Explanation / Answer

1)

>The initial permutation maps IP(57) = 33, therefore L0 is all zeros and R0 is 80000000(hex). The f-function expands the first bit of R0 to the second and last bit of its 48-bit output 010000 000000 000000 000000 000000 000000 000000 000001(binary).
>XORing this result with the all zero key will not change it. Broken into block of 6 bits each (S-Box input) we see that only two S-boxes, namely S-box 1 and S-box 8, are affected.

2)
According to the S-box design criteria a single bit-flip in the inputs should at least flip two output bits.
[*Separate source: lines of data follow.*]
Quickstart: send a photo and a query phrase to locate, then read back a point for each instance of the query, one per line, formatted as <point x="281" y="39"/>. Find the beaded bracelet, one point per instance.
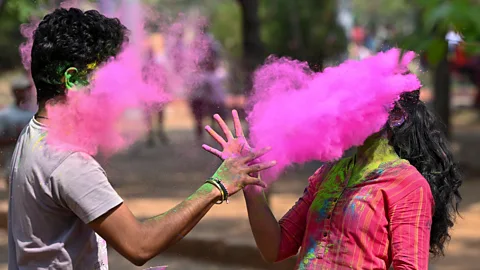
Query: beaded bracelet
<point x="218" y="183"/>
<point x="215" y="184"/>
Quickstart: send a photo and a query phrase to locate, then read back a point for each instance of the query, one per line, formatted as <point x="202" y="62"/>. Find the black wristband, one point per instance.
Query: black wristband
<point x="225" y="191"/>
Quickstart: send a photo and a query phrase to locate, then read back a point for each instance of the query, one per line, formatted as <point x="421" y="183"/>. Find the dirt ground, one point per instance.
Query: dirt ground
<point x="151" y="180"/>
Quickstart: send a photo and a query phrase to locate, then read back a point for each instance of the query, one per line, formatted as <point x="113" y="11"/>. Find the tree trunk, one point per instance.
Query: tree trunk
<point x="253" y="51"/>
<point x="3" y="4"/>
<point x="441" y="84"/>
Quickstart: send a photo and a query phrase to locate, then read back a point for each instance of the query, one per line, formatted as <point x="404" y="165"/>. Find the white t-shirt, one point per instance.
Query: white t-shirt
<point x="53" y="196"/>
<point x="12" y="121"/>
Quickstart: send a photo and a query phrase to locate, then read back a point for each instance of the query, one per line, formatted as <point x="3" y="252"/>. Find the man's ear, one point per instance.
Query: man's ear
<point x="68" y="76"/>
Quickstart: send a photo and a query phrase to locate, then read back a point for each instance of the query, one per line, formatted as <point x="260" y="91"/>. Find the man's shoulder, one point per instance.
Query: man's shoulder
<point x="78" y="163"/>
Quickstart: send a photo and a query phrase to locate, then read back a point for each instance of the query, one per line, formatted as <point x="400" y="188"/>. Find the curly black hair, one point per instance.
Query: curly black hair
<point x="421" y="141"/>
<point x="72" y="38"/>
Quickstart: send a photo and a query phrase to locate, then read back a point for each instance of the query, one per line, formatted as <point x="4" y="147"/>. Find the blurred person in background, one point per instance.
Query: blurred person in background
<point x="62" y="208"/>
<point x="157" y="59"/>
<point x="357" y="49"/>
<point x="13" y="119"/>
<point x="208" y="96"/>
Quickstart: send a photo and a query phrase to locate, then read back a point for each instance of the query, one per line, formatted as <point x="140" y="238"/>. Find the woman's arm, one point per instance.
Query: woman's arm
<point x="278" y="241"/>
<point x="410" y="225"/>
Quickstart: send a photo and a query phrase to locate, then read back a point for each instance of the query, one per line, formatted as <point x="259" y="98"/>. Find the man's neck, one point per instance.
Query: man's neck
<point x="42" y="113"/>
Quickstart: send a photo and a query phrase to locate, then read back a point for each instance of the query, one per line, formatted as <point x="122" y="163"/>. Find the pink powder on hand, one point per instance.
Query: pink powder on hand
<point x="306" y="116"/>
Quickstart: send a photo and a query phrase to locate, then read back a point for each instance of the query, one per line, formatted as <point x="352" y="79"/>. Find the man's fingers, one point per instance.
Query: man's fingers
<point x="255" y="155"/>
<point x="254" y="181"/>
<point x="260" y="166"/>
<point x="215" y="136"/>
<point x="237" y="124"/>
<point x="212" y="150"/>
<point x="224" y="127"/>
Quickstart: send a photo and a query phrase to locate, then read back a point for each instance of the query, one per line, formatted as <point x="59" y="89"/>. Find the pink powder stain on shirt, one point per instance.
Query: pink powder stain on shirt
<point x="307" y="116"/>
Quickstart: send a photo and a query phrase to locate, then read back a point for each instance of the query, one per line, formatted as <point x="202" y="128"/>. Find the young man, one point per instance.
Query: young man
<point x="13" y="119"/>
<point x="62" y="205"/>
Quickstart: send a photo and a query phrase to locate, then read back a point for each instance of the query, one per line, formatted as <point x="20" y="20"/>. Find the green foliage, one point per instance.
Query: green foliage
<point x="226" y="21"/>
<point x="12" y="16"/>
<point x="435" y="19"/>
<point x="381" y="12"/>
<point x="305" y="30"/>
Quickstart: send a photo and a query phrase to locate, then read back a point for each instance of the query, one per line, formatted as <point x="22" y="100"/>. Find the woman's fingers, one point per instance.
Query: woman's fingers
<point x="224" y="127"/>
<point x="215" y="136"/>
<point x="212" y="150"/>
<point x="237" y="124"/>
<point x="260" y="166"/>
<point x="255" y="154"/>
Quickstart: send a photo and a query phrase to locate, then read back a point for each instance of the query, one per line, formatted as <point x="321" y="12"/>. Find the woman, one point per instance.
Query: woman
<point x="392" y="203"/>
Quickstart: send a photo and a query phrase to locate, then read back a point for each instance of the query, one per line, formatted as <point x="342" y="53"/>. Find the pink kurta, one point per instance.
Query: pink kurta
<point x="361" y="214"/>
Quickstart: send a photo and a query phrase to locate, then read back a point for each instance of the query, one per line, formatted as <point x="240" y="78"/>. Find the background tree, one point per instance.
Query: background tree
<point x="434" y="18"/>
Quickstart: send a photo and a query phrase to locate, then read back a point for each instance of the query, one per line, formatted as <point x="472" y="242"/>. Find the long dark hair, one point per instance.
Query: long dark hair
<point x="421" y="140"/>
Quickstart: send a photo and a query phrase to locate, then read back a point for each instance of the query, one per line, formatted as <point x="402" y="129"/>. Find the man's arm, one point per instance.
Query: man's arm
<point x="141" y="241"/>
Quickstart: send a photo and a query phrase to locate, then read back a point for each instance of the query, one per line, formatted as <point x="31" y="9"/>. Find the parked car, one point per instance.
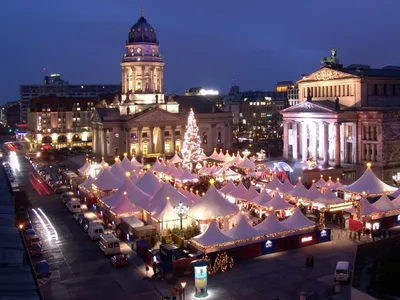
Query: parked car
<point x="120" y="260"/>
<point x="35" y="250"/>
<point x="42" y="269"/>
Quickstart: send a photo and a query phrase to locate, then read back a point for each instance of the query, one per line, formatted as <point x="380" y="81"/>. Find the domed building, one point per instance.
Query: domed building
<point x="142" y="121"/>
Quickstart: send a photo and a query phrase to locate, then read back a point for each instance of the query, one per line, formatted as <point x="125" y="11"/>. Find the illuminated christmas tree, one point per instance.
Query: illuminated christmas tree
<point x="191" y="148"/>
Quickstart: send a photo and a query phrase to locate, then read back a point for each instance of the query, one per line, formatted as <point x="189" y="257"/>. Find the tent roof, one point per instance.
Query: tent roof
<point x="149" y="183"/>
<point x="262" y="199"/>
<point x="384" y="203"/>
<point x="212" y="204"/>
<point x="271" y="225"/>
<point x="277" y="203"/>
<point x="159" y="200"/>
<point x="176" y="159"/>
<point x="250" y="194"/>
<point x="212" y="236"/>
<point x="273" y="184"/>
<point x="298" y="220"/>
<point x="328" y="198"/>
<point x="313" y="192"/>
<point x="369" y="183"/>
<point x="107" y="181"/>
<point x="238" y="191"/>
<point x="242" y="230"/>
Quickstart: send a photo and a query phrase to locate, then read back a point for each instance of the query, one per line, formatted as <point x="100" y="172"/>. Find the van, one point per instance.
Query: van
<point x="74" y="206"/>
<point x="95" y="229"/>
<point x="342" y="271"/>
<point x="109" y="244"/>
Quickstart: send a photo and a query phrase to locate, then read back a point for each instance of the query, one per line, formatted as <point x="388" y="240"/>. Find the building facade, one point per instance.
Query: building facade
<point x="346" y="116"/>
<point x="54" y="85"/>
<point x="142" y="121"/>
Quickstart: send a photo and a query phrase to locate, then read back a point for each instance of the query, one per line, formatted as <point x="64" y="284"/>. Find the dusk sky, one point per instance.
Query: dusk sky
<point x="204" y="42"/>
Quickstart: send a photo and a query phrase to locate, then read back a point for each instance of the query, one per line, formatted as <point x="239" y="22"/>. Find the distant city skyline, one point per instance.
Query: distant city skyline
<point x="204" y="44"/>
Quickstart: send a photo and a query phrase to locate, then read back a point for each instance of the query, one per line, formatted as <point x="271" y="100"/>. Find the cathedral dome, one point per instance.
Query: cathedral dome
<point x="142" y="32"/>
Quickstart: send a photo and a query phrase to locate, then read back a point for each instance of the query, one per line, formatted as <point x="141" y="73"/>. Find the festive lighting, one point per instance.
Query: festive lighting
<point x="191" y="148"/>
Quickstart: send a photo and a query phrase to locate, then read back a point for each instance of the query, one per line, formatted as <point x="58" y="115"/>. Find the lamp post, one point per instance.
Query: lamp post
<point x="181" y="210"/>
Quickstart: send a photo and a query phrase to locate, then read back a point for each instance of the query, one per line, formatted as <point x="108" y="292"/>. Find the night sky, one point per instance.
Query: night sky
<point x="204" y="42"/>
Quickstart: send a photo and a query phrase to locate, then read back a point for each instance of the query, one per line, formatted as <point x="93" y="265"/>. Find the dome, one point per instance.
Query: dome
<point x="142" y="32"/>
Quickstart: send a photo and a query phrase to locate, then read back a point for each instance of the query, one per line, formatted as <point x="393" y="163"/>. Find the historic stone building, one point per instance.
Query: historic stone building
<point x="142" y="121"/>
<point x="346" y="115"/>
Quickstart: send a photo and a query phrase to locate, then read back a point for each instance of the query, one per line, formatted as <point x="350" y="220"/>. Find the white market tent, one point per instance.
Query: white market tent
<point x="212" y="205"/>
<point x="263" y="199"/>
<point x="176" y="159"/>
<point x="298" y="220"/>
<point x="277" y="203"/>
<point x="243" y="230"/>
<point x="250" y="194"/>
<point x="370" y="184"/>
<point x="212" y="236"/>
<point x="149" y="183"/>
<point x="271" y="225"/>
<point x="238" y="191"/>
<point x="107" y="181"/>
<point x="384" y="203"/>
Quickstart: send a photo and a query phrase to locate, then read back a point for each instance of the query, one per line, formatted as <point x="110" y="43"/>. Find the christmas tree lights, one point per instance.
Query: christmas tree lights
<point x="191" y="148"/>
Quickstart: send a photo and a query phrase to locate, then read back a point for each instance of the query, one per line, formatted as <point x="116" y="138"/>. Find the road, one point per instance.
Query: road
<point x="79" y="269"/>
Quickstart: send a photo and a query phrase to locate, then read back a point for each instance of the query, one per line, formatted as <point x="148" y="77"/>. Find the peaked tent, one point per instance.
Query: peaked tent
<point x="212" y="236"/>
<point x="212" y="205"/>
<point x="271" y="225"/>
<point x="243" y="230"/>
<point x="298" y="220"/>
<point x="370" y="184"/>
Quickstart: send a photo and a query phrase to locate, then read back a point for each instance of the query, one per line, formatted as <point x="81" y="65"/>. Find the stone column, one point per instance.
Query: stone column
<point x="295" y="144"/>
<point x="304" y="142"/>
<point x="173" y="139"/>
<point x="325" y="149"/>
<point x="285" y="139"/>
<point x="337" y="145"/>
<point x="162" y="129"/>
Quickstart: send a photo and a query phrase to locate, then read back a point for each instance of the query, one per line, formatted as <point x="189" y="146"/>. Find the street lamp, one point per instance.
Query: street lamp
<point x="181" y="210"/>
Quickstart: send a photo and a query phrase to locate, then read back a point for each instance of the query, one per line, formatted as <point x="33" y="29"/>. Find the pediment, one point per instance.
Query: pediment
<point x="325" y="74"/>
<point x="309" y="107"/>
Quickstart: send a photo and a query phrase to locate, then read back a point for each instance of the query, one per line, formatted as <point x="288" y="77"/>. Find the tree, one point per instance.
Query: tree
<point x="191" y="148"/>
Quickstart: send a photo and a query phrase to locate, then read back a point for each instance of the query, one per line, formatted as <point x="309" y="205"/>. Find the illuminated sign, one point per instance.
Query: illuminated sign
<point x="306" y="239"/>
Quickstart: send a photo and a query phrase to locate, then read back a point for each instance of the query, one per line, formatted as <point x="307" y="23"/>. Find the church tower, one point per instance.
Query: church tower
<point x="142" y="66"/>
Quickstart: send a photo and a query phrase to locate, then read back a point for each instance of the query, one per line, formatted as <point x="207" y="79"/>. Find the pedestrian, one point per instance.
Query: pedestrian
<point x="307" y="262"/>
<point x="312" y="262"/>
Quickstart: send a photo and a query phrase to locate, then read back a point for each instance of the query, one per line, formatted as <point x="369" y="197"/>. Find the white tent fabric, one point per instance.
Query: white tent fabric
<point x="176" y="159"/>
<point x="149" y="183"/>
<point x="286" y="186"/>
<point x="384" y="203"/>
<point x="277" y="203"/>
<point x="212" y="236"/>
<point x="273" y="184"/>
<point x="107" y="181"/>
<point x="367" y="208"/>
<point x="243" y="230"/>
<point x="271" y="225"/>
<point x="211" y="205"/>
<point x="228" y="187"/>
<point x="298" y="220"/>
<point x="159" y="200"/>
<point x="328" y="198"/>
<point x="299" y="190"/>
<point x="238" y="191"/>
<point x="313" y="193"/>
<point x="370" y="184"/>
<point x="250" y="194"/>
<point x="262" y="199"/>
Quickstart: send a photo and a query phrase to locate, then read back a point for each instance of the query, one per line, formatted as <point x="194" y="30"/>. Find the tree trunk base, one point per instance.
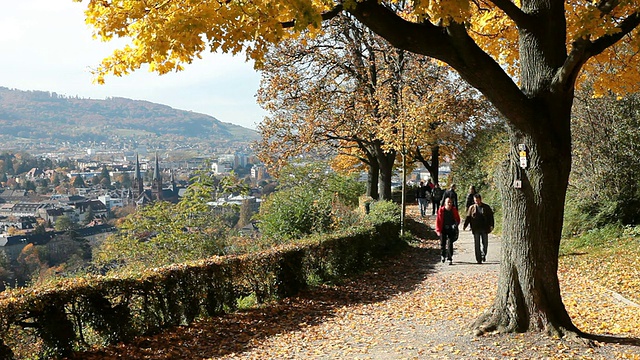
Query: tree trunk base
<point x="499" y="322"/>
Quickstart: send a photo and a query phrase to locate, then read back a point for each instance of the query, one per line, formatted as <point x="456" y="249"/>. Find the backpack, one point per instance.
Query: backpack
<point x="437" y="194"/>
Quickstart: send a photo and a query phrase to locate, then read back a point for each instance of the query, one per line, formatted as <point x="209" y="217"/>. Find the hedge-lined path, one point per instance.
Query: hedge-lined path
<point x="410" y="307"/>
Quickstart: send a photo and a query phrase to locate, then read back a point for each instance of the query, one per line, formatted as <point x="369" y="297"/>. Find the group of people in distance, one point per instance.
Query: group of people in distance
<point x="479" y="216"/>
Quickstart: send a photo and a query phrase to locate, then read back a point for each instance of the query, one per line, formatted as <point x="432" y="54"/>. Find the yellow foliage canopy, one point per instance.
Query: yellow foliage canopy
<point x="166" y="34"/>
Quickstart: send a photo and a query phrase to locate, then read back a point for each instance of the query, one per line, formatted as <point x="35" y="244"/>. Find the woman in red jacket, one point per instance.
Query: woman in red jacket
<point x="447" y="222"/>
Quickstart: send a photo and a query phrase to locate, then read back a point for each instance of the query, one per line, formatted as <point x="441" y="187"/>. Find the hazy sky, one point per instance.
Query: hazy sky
<point x="46" y="45"/>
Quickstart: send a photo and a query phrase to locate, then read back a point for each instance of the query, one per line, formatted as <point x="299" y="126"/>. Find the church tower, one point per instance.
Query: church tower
<point x="156" y="185"/>
<point x="138" y="181"/>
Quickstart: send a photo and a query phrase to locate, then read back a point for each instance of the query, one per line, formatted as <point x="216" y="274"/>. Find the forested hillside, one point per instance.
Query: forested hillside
<point x="48" y="116"/>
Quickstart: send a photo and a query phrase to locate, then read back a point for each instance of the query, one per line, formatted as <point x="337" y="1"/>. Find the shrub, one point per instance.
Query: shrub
<point x="384" y="211"/>
<point x="295" y="212"/>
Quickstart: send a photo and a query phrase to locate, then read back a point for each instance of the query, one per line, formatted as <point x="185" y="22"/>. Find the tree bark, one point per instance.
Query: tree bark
<point x="528" y="296"/>
<point x="373" y="179"/>
<point x="385" y="161"/>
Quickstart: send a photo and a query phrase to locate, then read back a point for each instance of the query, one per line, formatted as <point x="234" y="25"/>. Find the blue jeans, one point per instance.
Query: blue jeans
<point x="423" y="203"/>
<point x="481" y="238"/>
<point x="447" y="237"/>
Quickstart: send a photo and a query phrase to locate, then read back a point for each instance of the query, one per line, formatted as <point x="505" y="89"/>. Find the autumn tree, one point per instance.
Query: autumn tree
<point x="350" y="91"/>
<point x="526" y="57"/>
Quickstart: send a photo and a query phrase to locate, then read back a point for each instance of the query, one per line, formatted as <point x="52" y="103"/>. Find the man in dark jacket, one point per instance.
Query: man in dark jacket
<point x="480" y="217"/>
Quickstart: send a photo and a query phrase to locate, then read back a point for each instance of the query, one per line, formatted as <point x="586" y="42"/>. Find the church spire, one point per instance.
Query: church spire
<point x="138" y="182"/>
<point x="157" y="180"/>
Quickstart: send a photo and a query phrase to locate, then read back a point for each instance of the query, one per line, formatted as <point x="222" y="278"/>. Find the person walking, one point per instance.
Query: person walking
<point x="470" y="201"/>
<point x="422" y="194"/>
<point x="451" y="194"/>
<point x="447" y="222"/>
<point x="436" y="197"/>
<point x="480" y="218"/>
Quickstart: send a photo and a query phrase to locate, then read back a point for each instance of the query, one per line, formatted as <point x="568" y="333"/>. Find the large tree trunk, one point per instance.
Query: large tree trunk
<point x="373" y="179"/>
<point x="528" y="296"/>
<point x="385" y="161"/>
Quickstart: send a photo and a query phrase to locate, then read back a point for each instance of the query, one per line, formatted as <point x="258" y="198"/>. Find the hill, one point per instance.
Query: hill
<point x="46" y="116"/>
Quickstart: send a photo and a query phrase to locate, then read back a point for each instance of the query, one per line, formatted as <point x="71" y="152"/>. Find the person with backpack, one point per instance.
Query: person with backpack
<point x="447" y="222"/>
<point x="423" y="194"/>
<point x="451" y="193"/>
<point x="470" y="201"/>
<point x="436" y="197"/>
<point x="480" y="218"/>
Since two S-Boxes each have one input bit flipped, a minimum of 4 output bits should flip

3)
>The output of the S-boxes is: (3, 15, 10, 7, 2, 12 ,4 , 1) which is in binary 0011 1111 1010 0111 0010 1100 0100 0001. This result is permuted according to the0 P-table to the final result of the f-function: 1101 0000 0101 1000 0101 1011 1001 1110.
>This gets XORed with L0 which does not change the result. The final result of the first round is the concatenation of L0 and R0 to
1000 0000 0000 0000 0000 0000 0000 0000 1101 0000 0101 1000 0101 1011 1001 1110(binary), 8000 0000 D058 5B9E(hex)

4)

0000 0000 0000 0000 0000 0000 0000 0000 1101 1000 1101 1000 1101 1011 1011 1100 1000 0000 0000 0000 0000 0000 0000 0000 1101 0000 0101 1000 0101 1011 1001 1110 over all 6 bits have changed (5 bits in the right half and 1 bit in the left half).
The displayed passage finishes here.